The Japan Fair Trade Commission (JFTC), equivalent to the UK Competition and Markets Authority, has opened an investigation into whether the tech giant forced 10 Japanese companies to hand over information on their technology, manufacturing processes and other IP free of charge.
At least one firm has said that in conversations with Apple, the industry heavyweight refused to renegotiate the supposedly unlawful terms of its contract, according to Japanese outlet Mainichi.
This contract stipulated that Apple and its affiliates are allowed to use technologies, manufacturing processes and other intellectual property provided by these companies for free. The unnamed suplier disputed the contract was on the ground that these terms violated intellectual property rights. Apple, it's claimed, retaliated by threatening to discontinue all business discussions with the parts maker.
Another company told the JFTC that Apple had previously forced Japanese companies to lower their prices by disclosing the information it had gained through these contractual clauses to other parts manufacturers.

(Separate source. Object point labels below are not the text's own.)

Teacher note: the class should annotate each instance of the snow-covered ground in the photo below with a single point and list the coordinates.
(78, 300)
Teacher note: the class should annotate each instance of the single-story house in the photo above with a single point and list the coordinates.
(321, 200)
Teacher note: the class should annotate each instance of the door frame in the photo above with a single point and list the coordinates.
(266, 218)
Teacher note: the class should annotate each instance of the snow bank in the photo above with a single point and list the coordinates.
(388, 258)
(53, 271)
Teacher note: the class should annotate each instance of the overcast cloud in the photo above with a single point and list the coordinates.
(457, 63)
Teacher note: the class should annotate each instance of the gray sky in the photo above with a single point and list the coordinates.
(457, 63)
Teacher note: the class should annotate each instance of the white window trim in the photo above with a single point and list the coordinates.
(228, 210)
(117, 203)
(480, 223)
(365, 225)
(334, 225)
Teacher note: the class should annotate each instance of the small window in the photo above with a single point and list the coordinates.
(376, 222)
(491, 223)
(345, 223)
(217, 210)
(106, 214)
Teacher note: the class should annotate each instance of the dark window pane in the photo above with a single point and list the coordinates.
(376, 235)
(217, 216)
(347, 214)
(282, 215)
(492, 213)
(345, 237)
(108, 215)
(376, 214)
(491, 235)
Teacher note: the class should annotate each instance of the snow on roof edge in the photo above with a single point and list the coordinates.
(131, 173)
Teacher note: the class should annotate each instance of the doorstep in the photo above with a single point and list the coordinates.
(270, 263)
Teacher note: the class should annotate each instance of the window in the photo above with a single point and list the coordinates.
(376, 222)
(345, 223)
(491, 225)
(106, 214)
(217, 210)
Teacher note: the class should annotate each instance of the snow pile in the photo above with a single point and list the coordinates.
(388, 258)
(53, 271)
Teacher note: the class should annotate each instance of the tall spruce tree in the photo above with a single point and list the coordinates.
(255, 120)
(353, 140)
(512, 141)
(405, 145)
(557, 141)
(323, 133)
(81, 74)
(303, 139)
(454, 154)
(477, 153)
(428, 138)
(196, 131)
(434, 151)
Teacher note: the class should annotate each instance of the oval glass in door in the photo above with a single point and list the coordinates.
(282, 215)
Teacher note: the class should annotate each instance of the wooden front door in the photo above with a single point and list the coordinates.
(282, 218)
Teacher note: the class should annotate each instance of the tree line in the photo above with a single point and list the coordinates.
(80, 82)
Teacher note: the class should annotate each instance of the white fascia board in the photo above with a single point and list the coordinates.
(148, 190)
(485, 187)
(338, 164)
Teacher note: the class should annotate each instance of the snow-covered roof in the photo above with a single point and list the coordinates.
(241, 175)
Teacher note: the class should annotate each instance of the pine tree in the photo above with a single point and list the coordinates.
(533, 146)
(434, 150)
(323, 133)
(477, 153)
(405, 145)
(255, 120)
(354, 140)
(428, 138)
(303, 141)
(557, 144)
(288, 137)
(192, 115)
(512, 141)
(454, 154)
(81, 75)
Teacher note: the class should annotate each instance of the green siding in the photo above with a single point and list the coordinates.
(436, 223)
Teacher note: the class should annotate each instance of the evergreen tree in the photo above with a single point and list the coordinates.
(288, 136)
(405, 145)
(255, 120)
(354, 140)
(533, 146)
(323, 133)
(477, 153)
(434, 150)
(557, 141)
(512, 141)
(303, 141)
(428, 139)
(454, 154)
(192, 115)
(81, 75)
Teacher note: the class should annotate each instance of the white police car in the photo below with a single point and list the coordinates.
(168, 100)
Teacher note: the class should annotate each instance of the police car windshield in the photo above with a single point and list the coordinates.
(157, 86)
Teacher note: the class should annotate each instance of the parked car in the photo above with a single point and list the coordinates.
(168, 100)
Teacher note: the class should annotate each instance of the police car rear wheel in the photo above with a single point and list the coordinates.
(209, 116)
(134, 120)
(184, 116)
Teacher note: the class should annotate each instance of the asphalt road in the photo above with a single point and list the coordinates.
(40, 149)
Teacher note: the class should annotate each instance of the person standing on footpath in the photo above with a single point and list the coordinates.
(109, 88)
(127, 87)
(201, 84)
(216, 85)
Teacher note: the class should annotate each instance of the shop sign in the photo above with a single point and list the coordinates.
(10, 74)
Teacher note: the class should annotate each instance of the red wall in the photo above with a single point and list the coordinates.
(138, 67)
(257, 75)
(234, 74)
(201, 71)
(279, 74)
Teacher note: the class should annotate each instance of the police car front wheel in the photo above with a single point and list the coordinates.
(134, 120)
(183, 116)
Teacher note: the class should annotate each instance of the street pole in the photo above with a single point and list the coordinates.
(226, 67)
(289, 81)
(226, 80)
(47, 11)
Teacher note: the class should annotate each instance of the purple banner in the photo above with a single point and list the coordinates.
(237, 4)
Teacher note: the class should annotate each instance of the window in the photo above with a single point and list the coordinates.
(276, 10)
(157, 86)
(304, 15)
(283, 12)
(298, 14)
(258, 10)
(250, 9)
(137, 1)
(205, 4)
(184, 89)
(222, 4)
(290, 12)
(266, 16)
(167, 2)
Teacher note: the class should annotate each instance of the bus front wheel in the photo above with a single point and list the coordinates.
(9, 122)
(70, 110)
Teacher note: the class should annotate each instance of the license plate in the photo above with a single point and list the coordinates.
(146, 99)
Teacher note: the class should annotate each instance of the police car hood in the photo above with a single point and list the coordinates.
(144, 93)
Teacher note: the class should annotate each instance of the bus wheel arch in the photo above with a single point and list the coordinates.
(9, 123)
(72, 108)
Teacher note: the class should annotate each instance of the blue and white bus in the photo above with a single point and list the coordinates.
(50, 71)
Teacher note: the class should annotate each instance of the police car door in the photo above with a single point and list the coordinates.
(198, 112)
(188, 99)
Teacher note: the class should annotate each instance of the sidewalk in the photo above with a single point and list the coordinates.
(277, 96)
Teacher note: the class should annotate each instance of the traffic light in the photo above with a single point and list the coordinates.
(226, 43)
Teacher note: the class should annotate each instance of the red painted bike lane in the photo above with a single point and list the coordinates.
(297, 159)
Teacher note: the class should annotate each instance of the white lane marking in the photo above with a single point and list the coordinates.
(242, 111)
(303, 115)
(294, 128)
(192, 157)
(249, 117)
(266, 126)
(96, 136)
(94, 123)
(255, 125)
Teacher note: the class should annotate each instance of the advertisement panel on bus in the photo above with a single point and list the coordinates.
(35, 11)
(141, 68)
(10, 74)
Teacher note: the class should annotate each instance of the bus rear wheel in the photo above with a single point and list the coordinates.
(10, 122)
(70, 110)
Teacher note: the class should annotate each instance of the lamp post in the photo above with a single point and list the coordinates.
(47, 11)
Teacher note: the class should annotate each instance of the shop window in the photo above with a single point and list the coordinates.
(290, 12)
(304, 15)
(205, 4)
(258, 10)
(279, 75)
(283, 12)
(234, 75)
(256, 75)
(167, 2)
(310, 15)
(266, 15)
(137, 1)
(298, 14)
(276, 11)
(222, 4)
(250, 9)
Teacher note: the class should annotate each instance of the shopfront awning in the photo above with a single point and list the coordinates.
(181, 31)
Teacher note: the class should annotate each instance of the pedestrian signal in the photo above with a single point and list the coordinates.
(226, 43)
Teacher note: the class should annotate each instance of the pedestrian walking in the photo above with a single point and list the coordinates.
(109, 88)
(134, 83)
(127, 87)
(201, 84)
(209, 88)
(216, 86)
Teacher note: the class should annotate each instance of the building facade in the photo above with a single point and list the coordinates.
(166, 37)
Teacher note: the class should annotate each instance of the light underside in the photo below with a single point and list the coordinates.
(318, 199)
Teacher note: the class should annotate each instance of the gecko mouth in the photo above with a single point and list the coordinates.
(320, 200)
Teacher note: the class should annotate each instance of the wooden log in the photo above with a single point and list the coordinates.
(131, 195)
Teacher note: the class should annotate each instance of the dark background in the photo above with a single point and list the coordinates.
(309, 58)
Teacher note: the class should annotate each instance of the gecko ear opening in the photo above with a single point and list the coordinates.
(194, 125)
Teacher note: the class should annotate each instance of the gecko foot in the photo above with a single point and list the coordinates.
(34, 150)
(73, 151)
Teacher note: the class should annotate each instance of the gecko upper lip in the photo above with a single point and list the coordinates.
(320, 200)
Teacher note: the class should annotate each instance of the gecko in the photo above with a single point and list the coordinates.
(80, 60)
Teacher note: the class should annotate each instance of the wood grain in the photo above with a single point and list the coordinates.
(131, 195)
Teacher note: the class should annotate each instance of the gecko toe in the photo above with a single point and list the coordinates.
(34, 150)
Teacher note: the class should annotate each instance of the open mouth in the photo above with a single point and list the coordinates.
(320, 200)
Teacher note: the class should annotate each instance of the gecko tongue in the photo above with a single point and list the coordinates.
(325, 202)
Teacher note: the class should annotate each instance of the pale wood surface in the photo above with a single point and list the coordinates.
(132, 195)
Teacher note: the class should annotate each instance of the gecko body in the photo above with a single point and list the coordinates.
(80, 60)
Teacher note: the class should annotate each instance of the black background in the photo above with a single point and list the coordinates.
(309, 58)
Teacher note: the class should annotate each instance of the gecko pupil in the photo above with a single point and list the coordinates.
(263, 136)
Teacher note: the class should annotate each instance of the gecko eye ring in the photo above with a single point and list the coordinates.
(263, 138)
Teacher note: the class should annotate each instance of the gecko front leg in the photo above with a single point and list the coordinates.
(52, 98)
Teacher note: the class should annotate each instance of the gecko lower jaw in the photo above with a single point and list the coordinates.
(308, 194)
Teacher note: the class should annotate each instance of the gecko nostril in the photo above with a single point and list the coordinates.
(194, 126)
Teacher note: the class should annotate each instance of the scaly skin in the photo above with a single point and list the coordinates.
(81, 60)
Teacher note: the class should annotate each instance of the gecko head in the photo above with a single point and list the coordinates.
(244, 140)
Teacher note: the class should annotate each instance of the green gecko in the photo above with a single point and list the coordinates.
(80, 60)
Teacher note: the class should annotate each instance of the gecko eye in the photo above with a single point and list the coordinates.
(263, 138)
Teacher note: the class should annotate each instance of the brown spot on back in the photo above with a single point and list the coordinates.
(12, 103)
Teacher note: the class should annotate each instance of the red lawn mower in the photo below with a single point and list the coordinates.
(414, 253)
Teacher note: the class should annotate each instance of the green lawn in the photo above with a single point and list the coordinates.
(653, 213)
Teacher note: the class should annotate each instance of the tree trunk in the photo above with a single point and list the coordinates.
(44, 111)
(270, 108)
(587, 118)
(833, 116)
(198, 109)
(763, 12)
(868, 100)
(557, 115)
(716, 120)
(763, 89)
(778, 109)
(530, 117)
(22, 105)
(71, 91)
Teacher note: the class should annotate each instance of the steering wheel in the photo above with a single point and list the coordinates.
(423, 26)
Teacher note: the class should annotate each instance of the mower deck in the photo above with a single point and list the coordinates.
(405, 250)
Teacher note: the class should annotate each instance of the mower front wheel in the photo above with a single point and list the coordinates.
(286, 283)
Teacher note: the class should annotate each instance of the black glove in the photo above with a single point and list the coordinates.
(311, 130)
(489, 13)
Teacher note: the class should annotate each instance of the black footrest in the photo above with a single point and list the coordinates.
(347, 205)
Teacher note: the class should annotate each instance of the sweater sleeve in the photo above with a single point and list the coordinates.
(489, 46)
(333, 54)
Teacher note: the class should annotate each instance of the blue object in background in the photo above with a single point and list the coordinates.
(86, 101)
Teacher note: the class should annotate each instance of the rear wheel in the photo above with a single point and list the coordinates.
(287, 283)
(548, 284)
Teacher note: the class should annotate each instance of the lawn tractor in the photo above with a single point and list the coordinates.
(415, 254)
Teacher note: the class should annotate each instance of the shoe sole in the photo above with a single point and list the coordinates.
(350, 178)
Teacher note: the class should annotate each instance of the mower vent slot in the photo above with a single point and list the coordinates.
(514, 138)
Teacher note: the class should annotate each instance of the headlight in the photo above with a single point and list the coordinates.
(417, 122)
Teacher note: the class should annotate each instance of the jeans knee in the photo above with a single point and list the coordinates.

The JFTC learned of this behaviour in late 2018 after conducting an industrial survey regarding associations between Japanes companies and other firms, and subsequently interviewed them for further details.
A client of such a size as Apple would be a huge advantage to firms in the region, and other parts of the world, given the value of having such a major company as a client.
The JFTC is considering whether Japanese firms were therefore put in such a position as to accept unfair terms to any agreement based on the idea that any business with Apple would be far more desirable than losing Apple as a client.
IT Pro approached Apple for a response to the allegations, but hadn't received a response at the time of publication.